Katie had read Kromatic’s Real Startup Book and attended a 3-day Advanced Lean Startup workshop in Paris taught by Kromatic founder Tristan Kromer. Tristan advocated the sort of principles and toolkit approach she needed, where instead of using individual tools, teams would learn to build their own toolboxes and adapt to any situation they encountered.
She also wanted to be able to scale her training across a massive organization, but running one workshop after another could take years and require an endless stream of external consultants. She needed an approach that would scale.
The Process
Kromatic worked with Katie to develop a targeted workshop in which every student is not only trained in the agile mindset, but is trained to teach and coach others as well. Kromatic’s “train-the-trainer” approach would teach government trainers from Katie’s network to not only develop their own coaching skills, but to scale a single innovation program across the entire organization.
This approach contrasts with the more typical skill-training method of driving people through the same workshop month after month and year after year. By definition, any workshop on innovation would be obsolete within a few years, so Kromatic workshops are designed for the client to replicate, update, and scale without having to continuously hire outside advisors.
Starting with a core group of 17 students across four departments, Kromatic conducted an intense, two-day workshop, teaching Katie’s cohort how to design their own innovation ecosystems, develop their own trainers, and institute an agile mindset throughout the organization.
The Results
Kromatic’s Advanced Lean Startup for Coaches workshop inspired change across Katie’s network, teaching coaches how to help their teams constantly assess and improve their methods through trial, error, and analysis. “My style had been to tell people what the problem was and then they could go fix it,” says Katie. “Kromatic taught me to ask the right questions to get people to see things for themselves.”
By developing government coaches, Katie was able to scale up the impact of her innovation-enabling program.

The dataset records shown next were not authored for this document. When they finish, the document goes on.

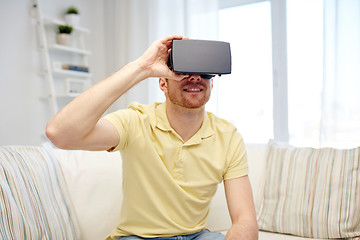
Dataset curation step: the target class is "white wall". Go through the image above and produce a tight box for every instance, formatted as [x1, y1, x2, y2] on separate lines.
[0, 0, 106, 145]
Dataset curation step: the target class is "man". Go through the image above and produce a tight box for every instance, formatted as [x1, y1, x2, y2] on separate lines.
[46, 35, 258, 240]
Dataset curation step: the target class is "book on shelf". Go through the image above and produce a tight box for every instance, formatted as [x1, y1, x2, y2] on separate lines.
[61, 64, 89, 73]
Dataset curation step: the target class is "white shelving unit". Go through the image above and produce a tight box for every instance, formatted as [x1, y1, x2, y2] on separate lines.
[32, 0, 91, 115]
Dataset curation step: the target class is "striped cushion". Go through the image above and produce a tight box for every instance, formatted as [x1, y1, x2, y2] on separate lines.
[0, 146, 78, 240]
[256, 141, 360, 238]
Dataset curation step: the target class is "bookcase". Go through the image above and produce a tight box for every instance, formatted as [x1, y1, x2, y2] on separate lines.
[32, 0, 91, 115]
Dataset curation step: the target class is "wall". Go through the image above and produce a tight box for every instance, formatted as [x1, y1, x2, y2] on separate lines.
[0, 0, 106, 145]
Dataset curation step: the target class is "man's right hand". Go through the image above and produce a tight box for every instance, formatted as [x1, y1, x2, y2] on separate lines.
[46, 35, 187, 150]
[137, 35, 190, 80]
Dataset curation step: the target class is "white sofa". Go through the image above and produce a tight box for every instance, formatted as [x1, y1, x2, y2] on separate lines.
[45, 144, 326, 240]
[0, 144, 358, 240]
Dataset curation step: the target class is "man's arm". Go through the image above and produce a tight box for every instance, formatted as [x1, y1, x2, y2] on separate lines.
[46, 35, 185, 150]
[224, 176, 258, 240]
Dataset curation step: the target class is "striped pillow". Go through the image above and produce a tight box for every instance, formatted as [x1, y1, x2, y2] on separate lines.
[0, 146, 79, 240]
[256, 141, 360, 238]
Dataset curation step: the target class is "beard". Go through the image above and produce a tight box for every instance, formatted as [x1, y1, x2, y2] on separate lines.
[168, 82, 211, 109]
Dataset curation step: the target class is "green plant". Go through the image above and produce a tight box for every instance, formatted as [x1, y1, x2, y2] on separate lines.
[58, 25, 73, 34]
[66, 7, 79, 14]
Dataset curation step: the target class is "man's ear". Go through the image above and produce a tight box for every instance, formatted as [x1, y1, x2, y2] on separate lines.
[159, 78, 168, 93]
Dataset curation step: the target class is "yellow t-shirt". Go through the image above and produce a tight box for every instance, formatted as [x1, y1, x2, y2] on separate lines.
[105, 103, 248, 239]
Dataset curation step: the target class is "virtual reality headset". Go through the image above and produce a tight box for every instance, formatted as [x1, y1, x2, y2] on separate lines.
[168, 39, 231, 78]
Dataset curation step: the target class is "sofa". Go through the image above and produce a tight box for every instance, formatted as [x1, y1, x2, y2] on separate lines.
[0, 141, 360, 240]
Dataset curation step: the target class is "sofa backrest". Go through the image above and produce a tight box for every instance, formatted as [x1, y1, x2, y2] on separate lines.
[55, 144, 266, 240]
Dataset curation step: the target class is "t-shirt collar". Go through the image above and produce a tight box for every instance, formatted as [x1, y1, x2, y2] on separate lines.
[155, 102, 215, 145]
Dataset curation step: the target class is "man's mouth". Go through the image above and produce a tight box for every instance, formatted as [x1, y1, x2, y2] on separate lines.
[184, 88, 202, 92]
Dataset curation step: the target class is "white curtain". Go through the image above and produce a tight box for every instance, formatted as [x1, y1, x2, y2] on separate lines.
[104, 0, 218, 110]
[320, 0, 360, 147]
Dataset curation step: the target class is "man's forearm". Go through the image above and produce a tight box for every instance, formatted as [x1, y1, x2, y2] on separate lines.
[46, 61, 146, 148]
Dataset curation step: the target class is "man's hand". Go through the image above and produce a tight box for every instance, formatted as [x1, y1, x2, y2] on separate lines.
[224, 176, 258, 240]
[137, 35, 187, 80]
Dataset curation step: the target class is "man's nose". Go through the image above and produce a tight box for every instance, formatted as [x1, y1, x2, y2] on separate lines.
[188, 74, 201, 82]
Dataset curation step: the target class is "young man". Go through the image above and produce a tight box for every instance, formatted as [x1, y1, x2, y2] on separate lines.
[46, 35, 258, 240]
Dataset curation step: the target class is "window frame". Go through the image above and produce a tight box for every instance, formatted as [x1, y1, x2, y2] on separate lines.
[219, 0, 289, 143]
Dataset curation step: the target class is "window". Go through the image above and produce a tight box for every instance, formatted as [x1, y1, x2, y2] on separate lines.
[287, 0, 324, 146]
[217, 0, 360, 148]
[215, 1, 274, 143]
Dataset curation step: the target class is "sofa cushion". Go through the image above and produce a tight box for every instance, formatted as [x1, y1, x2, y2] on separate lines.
[54, 149, 122, 240]
[256, 141, 360, 238]
[0, 146, 80, 240]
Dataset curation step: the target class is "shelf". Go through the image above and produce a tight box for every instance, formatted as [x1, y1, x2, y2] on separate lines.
[53, 69, 91, 78]
[44, 18, 90, 33]
[49, 44, 91, 55]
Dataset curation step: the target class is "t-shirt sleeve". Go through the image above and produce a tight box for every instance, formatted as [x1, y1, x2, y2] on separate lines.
[103, 109, 138, 152]
[223, 130, 249, 180]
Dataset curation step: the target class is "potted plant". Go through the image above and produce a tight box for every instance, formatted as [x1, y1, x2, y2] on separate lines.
[56, 25, 73, 46]
[65, 7, 80, 26]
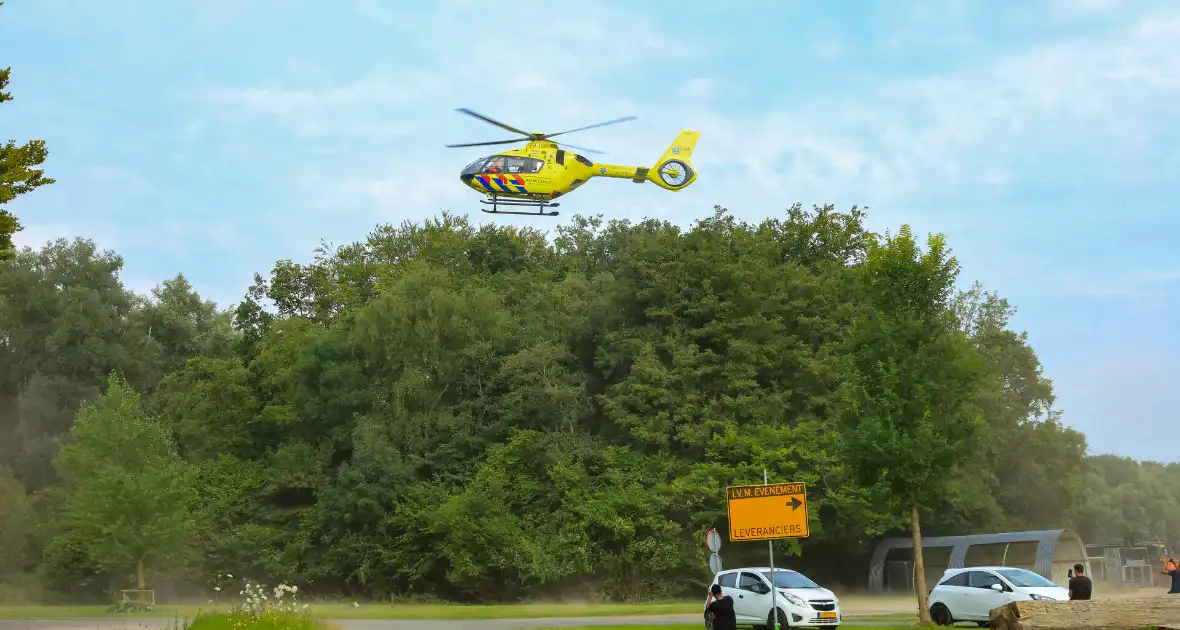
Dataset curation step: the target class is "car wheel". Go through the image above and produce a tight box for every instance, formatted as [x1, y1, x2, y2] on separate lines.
[930, 604, 955, 625]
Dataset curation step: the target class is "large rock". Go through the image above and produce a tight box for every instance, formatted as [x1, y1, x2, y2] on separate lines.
[989, 595, 1180, 630]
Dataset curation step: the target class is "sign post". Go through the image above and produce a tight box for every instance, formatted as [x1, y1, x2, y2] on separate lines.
[704, 530, 721, 576]
[719, 468, 811, 630]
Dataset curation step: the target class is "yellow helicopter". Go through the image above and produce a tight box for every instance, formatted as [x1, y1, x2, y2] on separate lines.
[447, 109, 701, 217]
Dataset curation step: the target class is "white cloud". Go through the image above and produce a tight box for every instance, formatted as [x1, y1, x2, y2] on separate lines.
[179, 0, 1180, 306]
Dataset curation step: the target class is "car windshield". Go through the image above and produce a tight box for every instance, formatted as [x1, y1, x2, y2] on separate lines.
[762, 569, 819, 589]
[997, 569, 1056, 588]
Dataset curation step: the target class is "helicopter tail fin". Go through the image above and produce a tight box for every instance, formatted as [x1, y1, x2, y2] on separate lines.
[637, 129, 701, 191]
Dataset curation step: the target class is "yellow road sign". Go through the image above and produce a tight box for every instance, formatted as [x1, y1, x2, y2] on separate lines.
[726, 483, 811, 543]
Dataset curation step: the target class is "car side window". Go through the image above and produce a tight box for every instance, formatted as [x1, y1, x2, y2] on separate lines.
[738, 573, 766, 592]
[942, 571, 969, 586]
[971, 571, 1004, 589]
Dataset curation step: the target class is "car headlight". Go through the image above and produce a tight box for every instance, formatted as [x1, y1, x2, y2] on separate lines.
[779, 592, 807, 608]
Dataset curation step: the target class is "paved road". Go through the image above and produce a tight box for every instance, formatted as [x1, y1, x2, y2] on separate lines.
[0, 615, 896, 630]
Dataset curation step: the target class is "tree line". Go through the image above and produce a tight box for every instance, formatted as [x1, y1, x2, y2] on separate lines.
[0, 210, 1180, 601]
[0, 40, 1180, 601]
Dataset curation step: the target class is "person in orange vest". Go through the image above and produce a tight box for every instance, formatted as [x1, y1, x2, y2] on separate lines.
[1160, 556, 1180, 595]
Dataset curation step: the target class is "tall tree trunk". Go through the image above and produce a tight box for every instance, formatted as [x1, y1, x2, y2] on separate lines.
[910, 503, 930, 623]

Workshop participants went on to teach their teams to separate their tools from their mindsets, so they could design new experiments, new methodologies, and new frameworks, while staying true to the core principles and always testing and improving their innovation toolkit.
Armed with a fresh set of tools to accompany their principles-based innovation mindset, the new coaches were able to coach their teams in product/market fit storyboarding, designing minimum viable products, business model risk prioritization, stakeholder mapping, and a variety of templates to organize and maintain a thriving innovation ecosystem. The UK Civil Service now has a healthy pipeline of innovation coaches across the division who are developing their skills to help others challenge their assumptions, ask the right questions, and identify hidden problems, making the agency more nimble in its problem-solving and more connected to its fellow government organizations.